Osteoporosis is a reduction in skeletal mass due to the decrease of osteogenic ability and the activation of the osteoclastic function. Inhibiting bone resorption and accelerating the new bone formation is a promising strategy to repair the bone defect of osteoporosis. In this study, we first systematically investigated the roles of Chinese medicine Asperosaponin VI (ASP VI) on osteogenic mineralization of BMSCs and osteoclastogenesis of BMMs, and then explored the synergistic effect of ASP VI and BS (BMP-2 immobilized in 2-N, 6-O-sulfated chitosan) on bone formation. The result showed that ASP VI with the concentration lower than 10⁻⁴ M contributed to the expression of osteogenic gene and inhibited osteoclastic genes RANKL of BMSCs. Simultaneously, ASP VI significantly reduced the differentiation of mononuclear osteoclasts in the process of osteoclast formation induced by M-CSF and RANKL. Furthermore, by stimulating the SMADs, TGF-β1, VEGFA, and OPG/RANKL signaling pathways, ASBS (ASP VI and BS) substantially enhanced osteogenesis, greatly promoted angiogenesis, and suppressed osteoclastogenesis. The findings provide a new perspective on osteoporosis care and prevention.

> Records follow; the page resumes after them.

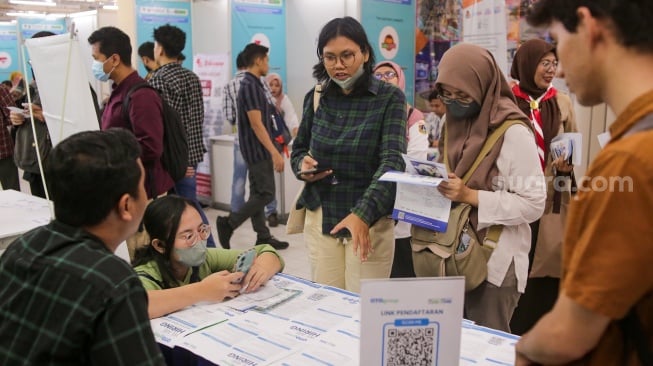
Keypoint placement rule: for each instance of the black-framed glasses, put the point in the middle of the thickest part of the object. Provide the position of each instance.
(190, 238)
(346, 58)
(385, 75)
(546, 64)
(447, 98)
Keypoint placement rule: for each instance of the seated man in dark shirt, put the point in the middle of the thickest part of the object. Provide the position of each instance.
(65, 298)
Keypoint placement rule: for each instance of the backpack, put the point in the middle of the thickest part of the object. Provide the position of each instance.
(175, 144)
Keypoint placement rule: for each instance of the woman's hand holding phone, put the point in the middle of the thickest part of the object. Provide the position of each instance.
(310, 172)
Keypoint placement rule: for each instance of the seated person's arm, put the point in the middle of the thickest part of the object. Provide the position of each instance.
(214, 288)
(267, 264)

骨质疏松症是由于成骨能力下降和破骨细胞功能激活而导致的骨骼质量减少。抑制骨吸收和加速新骨形成是修复骨质疏松症骨缺损的一种有前景的策略。在本研究中，我们首先系统地研究了中药天门皂苷 VI（ASP VI）对 BMSCs 成骨矿化和 BMMs 破骨细胞生成的作用，然后探讨了 ASP VI 和 BS（BMP-2 固定在 2-N， 6-O-硫酸化壳聚糖）对骨形成的影响。结果表明，浓度低于 10 ^{-4 的}ASP VI M有助于成骨基因的表达并抑制BMSCs的破骨细胞基因RANKL。同时，在M-CSF和RANKL诱导的破骨细胞形成过程中，ASP VI显着降低了单核破骨细胞的分化。此外，通过刺激 SMADs、TGF-β1、VEGFA 和 OPG/RANKL 信号通路，ASBS（ASP VI 和 BS）显着增强了成骨作用，极大地促进了血管生成，并抑制了破骨细胞生成。这些发现为骨质疏松症的护理和预防提供了新的视角。